Venne costruita negli anni ’20, praticamente il primo vero collegamento est ovest, nato unendo parte delle antiche piste indiane che venivano utilizzate dai tempi della conquista del West. Ma anche se è stata sostituita da un’autostrada, ripercorrere quei tratti ancora in uso fa ripensare all’epopea dell’America fra le due guerre, alla crisi successiva alla Grande Depressione con la conseguente fuga dalle metropoli dell’est per ritrovare quello che era ed è il vero cuore degli Stati Uniti, ossia il suo infinito territorio e la sua economia di base fondata sull’agricoltura. Chi la percorreva rincorreva anche l’idea di un nuovo inizio, lontano dalle difficoltà. E il sogno, lungo la Mother Road, la strada madre, divenne avventura. Celebrata da musicisti, poeti e letterati, ancora oggi la strada è carica di energia.

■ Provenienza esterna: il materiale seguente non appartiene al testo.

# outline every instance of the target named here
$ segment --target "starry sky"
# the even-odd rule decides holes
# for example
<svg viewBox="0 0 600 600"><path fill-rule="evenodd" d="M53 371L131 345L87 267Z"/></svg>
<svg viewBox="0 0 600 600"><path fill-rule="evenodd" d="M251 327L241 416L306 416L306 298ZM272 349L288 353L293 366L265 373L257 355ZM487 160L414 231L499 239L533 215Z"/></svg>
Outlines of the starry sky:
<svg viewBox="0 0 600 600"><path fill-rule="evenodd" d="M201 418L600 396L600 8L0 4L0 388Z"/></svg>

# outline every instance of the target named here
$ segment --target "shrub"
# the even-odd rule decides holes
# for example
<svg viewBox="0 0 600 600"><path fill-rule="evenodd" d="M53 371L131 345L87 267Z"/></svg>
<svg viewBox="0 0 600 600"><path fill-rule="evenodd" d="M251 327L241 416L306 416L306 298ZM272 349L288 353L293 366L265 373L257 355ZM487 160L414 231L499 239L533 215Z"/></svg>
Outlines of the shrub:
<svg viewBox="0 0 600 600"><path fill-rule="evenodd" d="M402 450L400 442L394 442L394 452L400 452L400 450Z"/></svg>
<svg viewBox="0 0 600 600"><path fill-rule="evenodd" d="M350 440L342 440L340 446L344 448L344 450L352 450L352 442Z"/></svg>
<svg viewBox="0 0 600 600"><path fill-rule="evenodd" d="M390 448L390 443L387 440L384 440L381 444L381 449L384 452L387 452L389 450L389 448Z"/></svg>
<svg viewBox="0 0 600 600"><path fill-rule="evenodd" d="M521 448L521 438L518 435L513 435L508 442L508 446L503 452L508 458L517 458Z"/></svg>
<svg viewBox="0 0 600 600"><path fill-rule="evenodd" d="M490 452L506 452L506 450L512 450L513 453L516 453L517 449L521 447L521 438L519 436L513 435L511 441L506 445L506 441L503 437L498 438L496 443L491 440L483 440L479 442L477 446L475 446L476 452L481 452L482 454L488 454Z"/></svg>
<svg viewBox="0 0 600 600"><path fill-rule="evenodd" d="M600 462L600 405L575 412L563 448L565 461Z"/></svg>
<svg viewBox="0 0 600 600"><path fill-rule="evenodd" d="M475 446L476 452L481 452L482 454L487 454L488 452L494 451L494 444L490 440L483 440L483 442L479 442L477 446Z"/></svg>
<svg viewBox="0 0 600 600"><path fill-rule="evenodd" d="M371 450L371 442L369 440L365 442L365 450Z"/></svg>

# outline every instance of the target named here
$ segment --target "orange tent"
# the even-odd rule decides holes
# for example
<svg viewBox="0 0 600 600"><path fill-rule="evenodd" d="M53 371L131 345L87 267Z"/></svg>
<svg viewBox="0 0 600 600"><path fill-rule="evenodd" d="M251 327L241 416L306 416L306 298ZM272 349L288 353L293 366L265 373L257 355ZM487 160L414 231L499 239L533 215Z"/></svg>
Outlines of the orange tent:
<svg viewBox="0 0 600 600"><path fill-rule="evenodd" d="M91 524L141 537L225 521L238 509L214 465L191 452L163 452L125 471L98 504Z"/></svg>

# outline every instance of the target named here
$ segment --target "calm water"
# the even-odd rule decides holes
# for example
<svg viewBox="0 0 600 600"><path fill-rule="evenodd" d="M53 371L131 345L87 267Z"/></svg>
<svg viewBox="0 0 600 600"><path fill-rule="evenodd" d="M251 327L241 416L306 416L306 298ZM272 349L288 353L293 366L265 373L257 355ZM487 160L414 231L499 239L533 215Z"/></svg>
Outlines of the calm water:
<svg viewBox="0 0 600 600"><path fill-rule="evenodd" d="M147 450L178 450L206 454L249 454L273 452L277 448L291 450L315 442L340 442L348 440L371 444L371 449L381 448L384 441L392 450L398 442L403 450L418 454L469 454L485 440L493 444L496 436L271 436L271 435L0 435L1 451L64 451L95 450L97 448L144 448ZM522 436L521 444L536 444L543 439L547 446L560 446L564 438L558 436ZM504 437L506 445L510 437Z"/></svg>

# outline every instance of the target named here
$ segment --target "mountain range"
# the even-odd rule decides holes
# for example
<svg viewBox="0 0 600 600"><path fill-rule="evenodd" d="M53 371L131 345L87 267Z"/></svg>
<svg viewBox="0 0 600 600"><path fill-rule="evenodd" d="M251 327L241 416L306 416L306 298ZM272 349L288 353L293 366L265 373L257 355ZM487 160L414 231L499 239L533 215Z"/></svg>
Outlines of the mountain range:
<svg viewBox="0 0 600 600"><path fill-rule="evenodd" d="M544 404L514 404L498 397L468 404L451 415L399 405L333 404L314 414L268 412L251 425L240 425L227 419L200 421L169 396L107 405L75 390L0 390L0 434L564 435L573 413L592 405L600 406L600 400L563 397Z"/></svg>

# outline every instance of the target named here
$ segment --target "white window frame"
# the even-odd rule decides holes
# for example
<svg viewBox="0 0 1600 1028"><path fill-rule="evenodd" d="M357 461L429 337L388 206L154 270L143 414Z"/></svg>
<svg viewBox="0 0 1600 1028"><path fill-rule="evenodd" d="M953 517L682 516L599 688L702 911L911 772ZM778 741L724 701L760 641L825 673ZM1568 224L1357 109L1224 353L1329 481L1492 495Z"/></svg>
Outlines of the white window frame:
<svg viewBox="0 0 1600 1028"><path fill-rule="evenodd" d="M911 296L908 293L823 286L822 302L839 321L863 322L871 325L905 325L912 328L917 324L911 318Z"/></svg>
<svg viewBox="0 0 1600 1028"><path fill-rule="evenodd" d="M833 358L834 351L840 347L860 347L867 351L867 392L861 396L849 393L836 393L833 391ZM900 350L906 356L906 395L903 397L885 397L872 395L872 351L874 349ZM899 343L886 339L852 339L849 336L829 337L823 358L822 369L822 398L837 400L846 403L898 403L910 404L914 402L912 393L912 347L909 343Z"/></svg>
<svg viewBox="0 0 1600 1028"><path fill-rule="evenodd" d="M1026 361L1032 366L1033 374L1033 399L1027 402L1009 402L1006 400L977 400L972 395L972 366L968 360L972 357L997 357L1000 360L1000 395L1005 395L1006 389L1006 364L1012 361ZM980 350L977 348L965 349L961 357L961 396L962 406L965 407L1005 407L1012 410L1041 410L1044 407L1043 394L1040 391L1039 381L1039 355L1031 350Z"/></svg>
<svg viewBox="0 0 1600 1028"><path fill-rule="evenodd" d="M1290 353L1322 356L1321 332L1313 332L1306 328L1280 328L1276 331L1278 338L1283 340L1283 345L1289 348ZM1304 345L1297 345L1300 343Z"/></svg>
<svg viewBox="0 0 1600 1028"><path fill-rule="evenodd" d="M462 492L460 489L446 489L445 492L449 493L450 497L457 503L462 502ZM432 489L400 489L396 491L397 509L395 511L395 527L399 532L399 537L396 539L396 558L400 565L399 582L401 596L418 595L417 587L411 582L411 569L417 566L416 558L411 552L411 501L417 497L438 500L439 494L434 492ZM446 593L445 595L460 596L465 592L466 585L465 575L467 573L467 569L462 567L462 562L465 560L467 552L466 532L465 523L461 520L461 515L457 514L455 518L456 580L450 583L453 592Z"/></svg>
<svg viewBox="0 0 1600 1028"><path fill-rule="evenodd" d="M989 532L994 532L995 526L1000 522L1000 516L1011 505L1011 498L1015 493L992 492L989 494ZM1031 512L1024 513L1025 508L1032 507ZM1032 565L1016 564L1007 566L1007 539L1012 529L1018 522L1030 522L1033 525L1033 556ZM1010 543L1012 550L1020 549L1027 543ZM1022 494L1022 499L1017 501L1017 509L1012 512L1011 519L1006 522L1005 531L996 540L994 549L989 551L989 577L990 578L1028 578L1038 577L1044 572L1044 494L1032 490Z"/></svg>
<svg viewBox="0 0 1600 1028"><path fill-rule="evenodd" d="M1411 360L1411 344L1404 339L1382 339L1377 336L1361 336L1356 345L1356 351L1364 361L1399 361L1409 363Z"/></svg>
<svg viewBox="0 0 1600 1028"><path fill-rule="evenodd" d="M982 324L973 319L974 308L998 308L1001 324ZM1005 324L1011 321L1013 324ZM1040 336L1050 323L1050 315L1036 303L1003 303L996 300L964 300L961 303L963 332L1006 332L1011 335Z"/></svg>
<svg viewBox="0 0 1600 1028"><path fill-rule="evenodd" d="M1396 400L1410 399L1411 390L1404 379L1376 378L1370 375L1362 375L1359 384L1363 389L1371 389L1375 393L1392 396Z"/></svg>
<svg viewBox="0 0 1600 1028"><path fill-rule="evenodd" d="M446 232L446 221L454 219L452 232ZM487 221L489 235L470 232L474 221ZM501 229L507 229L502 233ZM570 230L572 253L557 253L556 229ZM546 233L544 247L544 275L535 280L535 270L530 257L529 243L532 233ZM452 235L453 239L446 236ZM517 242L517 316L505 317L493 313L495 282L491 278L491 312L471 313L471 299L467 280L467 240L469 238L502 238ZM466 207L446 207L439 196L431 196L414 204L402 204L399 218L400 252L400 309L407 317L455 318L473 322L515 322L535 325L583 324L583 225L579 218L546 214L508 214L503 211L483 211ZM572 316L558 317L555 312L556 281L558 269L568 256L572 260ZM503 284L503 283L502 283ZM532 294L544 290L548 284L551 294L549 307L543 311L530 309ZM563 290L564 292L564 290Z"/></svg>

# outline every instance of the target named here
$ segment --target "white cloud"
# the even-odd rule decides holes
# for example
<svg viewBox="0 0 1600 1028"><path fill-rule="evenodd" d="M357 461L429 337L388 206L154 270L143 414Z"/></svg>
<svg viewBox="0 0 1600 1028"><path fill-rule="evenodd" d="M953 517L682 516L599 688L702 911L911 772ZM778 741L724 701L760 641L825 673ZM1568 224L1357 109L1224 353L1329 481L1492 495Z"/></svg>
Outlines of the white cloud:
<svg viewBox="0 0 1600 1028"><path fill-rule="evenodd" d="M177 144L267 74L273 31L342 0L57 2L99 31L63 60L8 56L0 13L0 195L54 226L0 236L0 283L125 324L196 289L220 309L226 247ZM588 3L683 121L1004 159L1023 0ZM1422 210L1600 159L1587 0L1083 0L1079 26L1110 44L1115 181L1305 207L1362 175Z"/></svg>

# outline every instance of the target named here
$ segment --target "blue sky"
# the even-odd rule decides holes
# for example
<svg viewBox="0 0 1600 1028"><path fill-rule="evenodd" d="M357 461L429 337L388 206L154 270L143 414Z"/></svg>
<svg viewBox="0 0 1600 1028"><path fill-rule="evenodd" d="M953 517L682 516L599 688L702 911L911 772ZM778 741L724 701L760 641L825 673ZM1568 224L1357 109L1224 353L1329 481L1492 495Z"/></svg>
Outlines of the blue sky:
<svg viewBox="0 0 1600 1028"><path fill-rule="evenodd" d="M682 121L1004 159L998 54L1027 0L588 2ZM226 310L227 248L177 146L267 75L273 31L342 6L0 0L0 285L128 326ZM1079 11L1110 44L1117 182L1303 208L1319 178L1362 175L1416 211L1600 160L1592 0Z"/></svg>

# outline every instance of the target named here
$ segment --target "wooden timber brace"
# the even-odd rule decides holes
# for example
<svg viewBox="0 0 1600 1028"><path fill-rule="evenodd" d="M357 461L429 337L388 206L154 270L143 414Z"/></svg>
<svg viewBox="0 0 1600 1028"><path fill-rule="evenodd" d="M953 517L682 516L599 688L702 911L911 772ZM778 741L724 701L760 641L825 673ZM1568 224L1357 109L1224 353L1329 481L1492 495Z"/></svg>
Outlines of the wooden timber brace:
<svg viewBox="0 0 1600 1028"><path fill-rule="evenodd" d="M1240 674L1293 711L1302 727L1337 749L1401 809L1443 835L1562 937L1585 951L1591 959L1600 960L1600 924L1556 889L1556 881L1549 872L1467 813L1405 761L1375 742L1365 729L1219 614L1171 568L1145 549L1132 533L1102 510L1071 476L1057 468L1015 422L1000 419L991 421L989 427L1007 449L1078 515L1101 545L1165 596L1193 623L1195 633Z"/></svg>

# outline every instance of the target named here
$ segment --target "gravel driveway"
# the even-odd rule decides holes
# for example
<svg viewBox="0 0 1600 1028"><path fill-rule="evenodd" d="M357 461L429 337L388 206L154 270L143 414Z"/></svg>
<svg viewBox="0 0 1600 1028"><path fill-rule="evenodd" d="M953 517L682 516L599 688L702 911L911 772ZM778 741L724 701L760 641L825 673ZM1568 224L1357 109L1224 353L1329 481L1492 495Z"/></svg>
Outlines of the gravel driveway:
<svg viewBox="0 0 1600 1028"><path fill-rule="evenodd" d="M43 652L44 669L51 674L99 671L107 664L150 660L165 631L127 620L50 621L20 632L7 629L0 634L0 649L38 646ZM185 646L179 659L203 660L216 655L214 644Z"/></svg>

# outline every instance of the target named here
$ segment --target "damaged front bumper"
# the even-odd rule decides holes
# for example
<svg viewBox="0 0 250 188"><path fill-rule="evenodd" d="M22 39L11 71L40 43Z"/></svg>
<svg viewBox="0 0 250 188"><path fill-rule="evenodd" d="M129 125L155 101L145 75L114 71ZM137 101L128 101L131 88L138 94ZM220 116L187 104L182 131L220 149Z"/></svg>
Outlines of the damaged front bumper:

Racconta le storie di tutti quelli che l’hanno percorsa, regalando un po’ delle loro emozioni, delle loro aspettative, dei loro sogni a volte infranti.
Dopo il declino degli anni ’70, raccontato bene dal film Disney ‘Cars’, i ‘rimasti’, ossia coloro che non avevano accettato la dura legge dell’autostrada, decisero di tenere alta la memoria della Route 66. Continuarono a vivere e lavorare lungo la strada; e piano piano le persone cominciarono a tornare, attratte da quella magia, dal mito dell’America com’era. Basta guardare, non banalmente, oltre i negozietti di memorabilia per trovare quell’atmosfera. La Route 66 oggi è parco nazionale, caso unico al mondo per una strada, protetta dal Ministero Federale dei Beni Culturali.
Il tratto più godibile è quello sulla rotta di ritorno dal Grand Canyon è tra Seligman e Kingman. Ubriachi di gadget dopo il primo stop a Seligman, due tappe imperdibili nel tragitto che porta a Kingman. La prima è alle Grand Canyon Caves. Nell’ansia americana di classificare tutto, si dice siano le caverne secche più grandi degli Usa. Ma la curiosità maggiore, è che dagli anni ’50, in piena guerra fredda, furono trasformate in rifugio antiatomico e riempite di generi di prima necessità (che sono ancora stoccati lì, perché si sostiene non abbiano scadenza). Una nuova dotazione venne assegnata nel 2001 dopo l’attentato al World Trade Center. Vale una visita non tanto per l’aspetto naturalistico, quanto per tuffarsi nell’ansia da guerra atomica vissuta dagli americani in quegli anni. Il secondo stop è a Peach Spings, nel pieno della riserva della tribù Hualapai. Imperdibile un piatto di chili con carne al ristorante o un soggiorno al lodge gestito dai nativi. Verso Kingman, una sosta va fatta anche all’Hackberry General Store, ricco di auto d’epoca e targhe antiche: di rigore la bibita ghiacciata in veranda, seduti sul dondolo tra le antiche pompe di benzina. A Kingman, degni di nota la Steak House Dambar; e una mastodontica locomotiva sistemata in un giardino per ricordare l’epopea ferroviaria (ancora oggi i convogli merci trasportano su ogni vagone due container impilati). Si tratta di un'enorme locomotiva a carbone, costruita nel 1927 e convertita a gasolio nel 1941. Fu messa a riposo nel 1953 dopo aver percorso 2,5 milioni di miglia.
Se siete da quelle parti, può valere la pena anche un passaggio a Oatman; città mineraria abbandonata negli anni ’40, oggi dominio incontrastato di bikers, e degli asini bradi che la popolano. Fatto il giro degli immancabili negozi di abbigliamento (interessante quello di arte e oreficeria locale, ma anche la pelletteria artigianale che sforna cinture da cowboy, copri pantaloni, e cinturoni per la colt 45), un gruppo di volontari locali organizza sparatorie a salve in stile vecchio west. Un po’ turistico, ma fa impazzire i più piccoli.